Spark Biomedical’s device aims to help babies born with neonatal abstinence syndrome, a disorder where the baby suffers withdrawal symptoms from drugs taken by the mother and absorbed in the womb. The company cites data showing as of 2012, a baby with neonatal abstinence syndrome is born every 25 minutes, accounting for 5.8 of every 1,000 births, a sharp increase from 1.2 per 1,000 births in 2000. Currently, says Spark Biomedical, no standard of care exists for the disorder, with treatments ranging from more swaddling, rocking, and breastfeeding of the baby to drug therapy combining oral morphine with a sedative.

The Spark Biomedical device is worn over the baby’s ear, and provides stimulation of brain cells through the skull. The device is based on studies of non-insertive acupuncture, where laser or massage stimulates the targeted acupuncture points instead of needles. The company says early results show these techniques can stimulate neural pathways in the brain in babies with neonatal abstinence syndrome, and research of the technique as a supplement to medication therapy is continuing.

Spark Biomedical, founded in 2018, proposes its device as a more reliable and controllable method for stimulating nerve cells in the brain than acupuncture, since the administration of acupuncture can depend on the skills of the individual practitioner. The battery-powered Spark device delivers mild electrical stimulation through the skin around the ear, aiming for cranial nerve pathways. Treatments last for 10 days.

The project is led by Navid Khodaparast, chief scientist at Spark Biomedical. The company is partnering with Medical University of South Carolina in Charleston, with that team led by pediatrics professor Dorothea Jenkins.
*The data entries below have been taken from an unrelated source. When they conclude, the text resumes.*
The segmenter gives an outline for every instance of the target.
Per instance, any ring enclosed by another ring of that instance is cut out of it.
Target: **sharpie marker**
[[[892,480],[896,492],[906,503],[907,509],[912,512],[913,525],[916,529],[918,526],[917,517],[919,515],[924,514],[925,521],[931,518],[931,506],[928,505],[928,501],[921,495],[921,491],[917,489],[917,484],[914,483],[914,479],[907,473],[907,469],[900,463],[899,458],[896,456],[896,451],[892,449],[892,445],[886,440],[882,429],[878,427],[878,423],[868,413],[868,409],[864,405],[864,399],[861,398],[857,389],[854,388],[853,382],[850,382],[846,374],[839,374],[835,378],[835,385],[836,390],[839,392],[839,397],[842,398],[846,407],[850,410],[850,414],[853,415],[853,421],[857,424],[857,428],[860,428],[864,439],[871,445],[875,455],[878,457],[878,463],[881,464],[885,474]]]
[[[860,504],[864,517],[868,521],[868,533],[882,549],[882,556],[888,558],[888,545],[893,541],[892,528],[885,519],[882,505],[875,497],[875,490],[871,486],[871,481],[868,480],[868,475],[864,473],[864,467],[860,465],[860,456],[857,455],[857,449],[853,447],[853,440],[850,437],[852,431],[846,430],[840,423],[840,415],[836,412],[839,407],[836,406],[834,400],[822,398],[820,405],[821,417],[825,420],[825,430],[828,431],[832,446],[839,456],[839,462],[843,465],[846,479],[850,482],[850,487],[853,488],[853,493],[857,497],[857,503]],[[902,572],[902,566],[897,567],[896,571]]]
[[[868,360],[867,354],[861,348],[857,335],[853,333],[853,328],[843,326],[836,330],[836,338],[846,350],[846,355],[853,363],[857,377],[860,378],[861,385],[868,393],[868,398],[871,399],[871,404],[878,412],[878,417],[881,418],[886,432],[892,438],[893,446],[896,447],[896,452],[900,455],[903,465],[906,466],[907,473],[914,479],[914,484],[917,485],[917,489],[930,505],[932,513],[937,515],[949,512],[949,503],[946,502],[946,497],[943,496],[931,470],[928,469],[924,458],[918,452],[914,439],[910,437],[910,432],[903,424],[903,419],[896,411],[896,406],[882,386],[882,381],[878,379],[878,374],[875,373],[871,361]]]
“The incidence of neonatal abstinence syndrome continues to reach new highs and is too debilitating for us to accept current treatment,” says Khodaparast in a company statement. “We have designed a study that will test a safe, therapeutic option to restore quality of life for infants and ultimately, families.”

“If our technology,” adds Spark Biomedical CEO Daniel Powell, “can reduce or prevent the pain as well as the need to use opioids on a newborn, we believe it could give these infants a significantly better start in life and set them on a better path from the beginning.”

The award is part of NIH’s Helping to End Addiction Long-term, or HEAL, initiative, but also made as part of NIH’s Small Business Innovation Research, or SBIR, program that sets aside a portion of its overall research funding for small U.S.-based companies with science-based products. NIH says it invests more than $1 billion in SBIR and related Small Business Technology Transfer awards.